Concerned friend - November 20

Mindy, sorry for the loss of your baby! I'll keep you in my prayers! I'd love to go see my friend now, but she's still in a hospital that is several hours from where I live. She has her husband and family with her, too. I certainly intend on seeing her once she gets home, but I feel that it's best to allow her and her family some private time to grieve. Do you think it would be okay to call her at the hospital or should I wait until she gets out? Thanks, for your advice and again I'm very sorry for your loss!

 

Mindy - November 20

I know every one is different but for me personally, it would have cheered me up for someone to call me and talked to me. This is a different situation then mine though. My heart goes out to her for what she has gone through, carring a baby for 7 months and losing that baby. Maybe what you can do is just call her and ask her if there is anything you can do for her, let her know that you just want to be of some support to her and that you are there for her when ever she needs you. Another thing to do is to pray that God will help her through this hard time and bless her abundantly. I'll pray for your friend also. God Bless!!

 

Melissa - November 21

I know you probably won't like my answer, but if I were you, I'd just call her and talk to her as often as you can. But I wouldn't visit yet. Your belly may make her very upset. I know this from my own experience. Also, DO NOT even mention your pregnancy, don't tell her you feel bad because you are pregnant etc., don't even mention it. I say this because After my miscarriage, my pregnant friend immediately started in with the "I feel so bad, I wanted to be pregnant together yada yada yada." Then just a few days later, she was off and running about the mouth aall about her pregnancy. So just say nothing about that! Eventually she'll bring it up.

 

Jen - November 21

I think youre a really great friend to want to be there for her in the best way. I just had a m/c and my best friend found out 2 weeks later that she was preg. Just let her do the talking and asking q's. Sometimes I'm in the mood to discuss her preg and sometimes it kills me. I AM VERY HAPPY for them.
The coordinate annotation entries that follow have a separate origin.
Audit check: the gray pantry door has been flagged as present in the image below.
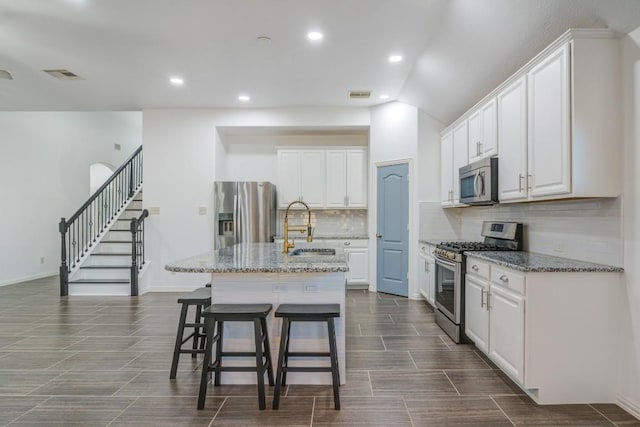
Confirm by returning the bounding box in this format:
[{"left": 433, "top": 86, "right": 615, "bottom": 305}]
[{"left": 376, "top": 163, "right": 409, "bottom": 297}]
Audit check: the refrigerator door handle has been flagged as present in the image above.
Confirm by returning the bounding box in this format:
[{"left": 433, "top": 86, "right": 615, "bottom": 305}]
[{"left": 233, "top": 194, "right": 240, "bottom": 244}]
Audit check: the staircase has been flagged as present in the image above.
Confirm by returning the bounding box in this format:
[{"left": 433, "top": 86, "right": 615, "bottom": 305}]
[
  {"left": 59, "top": 147, "right": 149, "bottom": 296},
  {"left": 69, "top": 190, "right": 147, "bottom": 295}
]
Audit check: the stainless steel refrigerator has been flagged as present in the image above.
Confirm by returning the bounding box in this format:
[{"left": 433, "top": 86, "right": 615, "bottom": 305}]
[{"left": 214, "top": 181, "right": 277, "bottom": 249}]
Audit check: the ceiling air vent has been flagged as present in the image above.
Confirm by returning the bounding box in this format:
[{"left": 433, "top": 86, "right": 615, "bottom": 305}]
[
  {"left": 349, "top": 90, "right": 371, "bottom": 99},
  {"left": 42, "top": 70, "right": 84, "bottom": 80}
]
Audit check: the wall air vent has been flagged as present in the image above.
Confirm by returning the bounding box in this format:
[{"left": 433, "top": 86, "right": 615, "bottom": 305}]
[
  {"left": 349, "top": 90, "right": 371, "bottom": 99},
  {"left": 42, "top": 70, "right": 84, "bottom": 80}
]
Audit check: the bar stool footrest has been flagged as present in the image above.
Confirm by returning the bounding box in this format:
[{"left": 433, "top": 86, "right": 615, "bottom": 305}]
[{"left": 287, "top": 351, "right": 331, "bottom": 357}]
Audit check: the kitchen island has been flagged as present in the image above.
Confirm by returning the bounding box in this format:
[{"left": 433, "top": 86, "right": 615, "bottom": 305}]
[{"left": 165, "top": 243, "right": 348, "bottom": 384}]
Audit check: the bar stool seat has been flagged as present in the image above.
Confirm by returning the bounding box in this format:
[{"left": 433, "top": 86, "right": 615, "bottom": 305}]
[
  {"left": 169, "top": 287, "right": 211, "bottom": 379},
  {"left": 273, "top": 304, "right": 340, "bottom": 409},
  {"left": 198, "top": 304, "right": 274, "bottom": 409}
]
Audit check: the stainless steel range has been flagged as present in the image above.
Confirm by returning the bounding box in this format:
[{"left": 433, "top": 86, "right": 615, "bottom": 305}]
[{"left": 433, "top": 221, "right": 522, "bottom": 343}]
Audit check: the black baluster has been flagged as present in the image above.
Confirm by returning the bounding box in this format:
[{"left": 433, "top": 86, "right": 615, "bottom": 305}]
[
  {"left": 129, "top": 218, "right": 138, "bottom": 296},
  {"left": 58, "top": 218, "right": 69, "bottom": 297}
]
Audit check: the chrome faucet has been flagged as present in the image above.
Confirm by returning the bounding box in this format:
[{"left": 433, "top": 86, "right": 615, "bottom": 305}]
[{"left": 282, "top": 200, "right": 313, "bottom": 254}]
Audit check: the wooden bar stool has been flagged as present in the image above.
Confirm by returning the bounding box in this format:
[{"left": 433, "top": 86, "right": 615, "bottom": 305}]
[
  {"left": 198, "top": 304, "right": 273, "bottom": 409},
  {"left": 273, "top": 304, "right": 340, "bottom": 409},
  {"left": 169, "top": 288, "right": 211, "bottom": 379}
]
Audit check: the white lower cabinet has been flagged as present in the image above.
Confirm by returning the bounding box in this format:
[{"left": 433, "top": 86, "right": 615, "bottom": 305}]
[
  {"left": 464, "top": 274, "right": 489, "bottom": 353},
  {"left": 465, "top": 256, "right": 623, "bottom": 404},
  {"left": 488, "top": 283, "right": 524, "bottom": 383},
  {"left": 344, "top": 248, "right": 369, "bottom": 285}
]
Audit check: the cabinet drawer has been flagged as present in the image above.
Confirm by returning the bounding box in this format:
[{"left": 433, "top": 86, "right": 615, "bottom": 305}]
[
  {"left": 491, "top": 266, "right": 525, "bottom": 295},
  {"left": 467, "top": 258, "right": 491, "bottom": 280}
]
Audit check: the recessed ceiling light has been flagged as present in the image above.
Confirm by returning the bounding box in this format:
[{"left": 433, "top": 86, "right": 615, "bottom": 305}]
[{"left": 256, "top": 36, "right": 272, "bottom": 46}]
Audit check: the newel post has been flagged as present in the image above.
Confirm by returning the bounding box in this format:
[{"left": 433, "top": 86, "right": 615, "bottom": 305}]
[{"left": 58, "top": 218, "right": 69, "bottom": 297}]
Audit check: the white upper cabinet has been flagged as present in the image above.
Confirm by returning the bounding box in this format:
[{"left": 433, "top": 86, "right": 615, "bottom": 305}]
[
  {"left": 277, "top": 150, "right": 325, "bottom": 208},
  {"left": 467, "top": 98, "right": 498, "bottom": 163},
  {"left": 442, "top": 29, "right": 622, "bottom": 204},
  {"left": 527, "top": 43, "right": 571, "bottom": 197},
  {"left": 452, "top": 122, "right": 469, "bottom": 205},
  {"left": 326, "top": 149, "right": 367, "bottom": 208},
  {"left": 440, "top": 132, "right": 453, "bottom": 206},
  {"left": 278, "top": 148, "right": 368, "bottom": 209},
  {"left": 498, "top": 76, "right": 527, "bottom": 201},
  {"left": 440, "top": 121, "right": 469, "bottom": 207},
  {"left": 326, "top": 150, "right": 347, "bottom": 208}
]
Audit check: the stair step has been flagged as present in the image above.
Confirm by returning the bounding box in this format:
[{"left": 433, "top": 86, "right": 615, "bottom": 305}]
[
  {"left": 91, "top": 252, "right": 131, "bottom": 256},
  {"left": 69, "top": 279, "right": 129, "bottom": 284},
  {"left": 80, "top": 265, "right": 131, "bottom": 270}
]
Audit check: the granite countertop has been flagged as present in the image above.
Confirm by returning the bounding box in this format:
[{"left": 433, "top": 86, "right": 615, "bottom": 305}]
[
  {"left": 465, "top": 251, "right": 624, "bottom": 273},
  {"left": 274, "top": 233, "right": 369, "bottom": 240},
  {"left": 164, "top": 243, "right": 349, "bottom": 273}
]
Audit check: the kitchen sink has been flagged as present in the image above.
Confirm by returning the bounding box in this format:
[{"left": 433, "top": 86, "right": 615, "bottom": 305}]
[{"left": 289, "top": 248, "right": 336, "bottom": 257}]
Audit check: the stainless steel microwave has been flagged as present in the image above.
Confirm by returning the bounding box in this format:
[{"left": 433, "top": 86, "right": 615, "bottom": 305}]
[{"left": 459, "top": 157, "right": 498, "bottom": 205}]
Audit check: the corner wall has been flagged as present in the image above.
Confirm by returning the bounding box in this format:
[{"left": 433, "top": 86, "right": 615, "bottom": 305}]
[
  {"left": 0, "top": 112, "right": 142, "bottom": 286},
  {"left": 618, "top": 27, "right": 640, "bottom": 418}
]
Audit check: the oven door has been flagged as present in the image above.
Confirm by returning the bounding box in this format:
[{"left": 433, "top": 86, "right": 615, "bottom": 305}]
[{"left": 436, "top": 257, "right": 462, "bottom": 325}]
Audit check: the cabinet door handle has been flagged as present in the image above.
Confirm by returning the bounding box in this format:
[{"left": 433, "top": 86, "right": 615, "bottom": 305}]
[{"left": 518, "top": 173, "right": 524, "bottom": 191}]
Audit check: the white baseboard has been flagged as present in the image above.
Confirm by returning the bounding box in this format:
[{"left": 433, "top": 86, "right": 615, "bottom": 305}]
[
  {"left": 0, "top": 271, "right": 59, "bottom": 286},
  {"left": 616, "top": 394, "right": 640, "bottom": 420}
]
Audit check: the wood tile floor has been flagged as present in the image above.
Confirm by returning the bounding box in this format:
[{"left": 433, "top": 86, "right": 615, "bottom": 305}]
[{"left": 0, "top": 278, "right": 640, "bottom": 426}]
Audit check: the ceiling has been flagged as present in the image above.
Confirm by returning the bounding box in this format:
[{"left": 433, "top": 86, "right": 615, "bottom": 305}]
[{"left": 0, "top": 0, "right": 640, "bottom": 124}]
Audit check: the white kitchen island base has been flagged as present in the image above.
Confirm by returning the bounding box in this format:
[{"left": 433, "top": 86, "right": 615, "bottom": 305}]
[{"left": 211, "top": 272, "right": 346, "bottom": 384}]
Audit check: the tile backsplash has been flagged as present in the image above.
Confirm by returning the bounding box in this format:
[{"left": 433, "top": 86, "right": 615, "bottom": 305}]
[
  {"left": 420, "top": 198, "right": 623, "bottom": 266},
  {"left": 277, "top": 209, "right": 368, "bottom": 237}
]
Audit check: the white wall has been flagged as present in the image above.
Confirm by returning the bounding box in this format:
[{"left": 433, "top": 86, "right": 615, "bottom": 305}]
[
  {"left": 140, "top": 108, "right": 370, "bottom": 291},
  {"left": 217, "top": 134, "right": 368, "bottom": 183},
  {"left": 0, "top": 112, "right": 142, "bottom": 285},
  {"left": 618, "top": 27, "right": 640, "bottom": 417}
]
It just hurts. What hurts the most is the fact that I think this will bring us further apart and she will bond with other preg women more. Also the complaining about nausea and things doesn't help. Don't forget her hormones are messed up right now and sometimes we don't really mean what we say.

 

karine - November 27

i also agree that calling her, but not seeing her at the moment is best, it it were me i would be even sadder seeing your belly. but by calling her she will still know that you are there for her, and let her know when she is ready you could go out for lunch or somthing.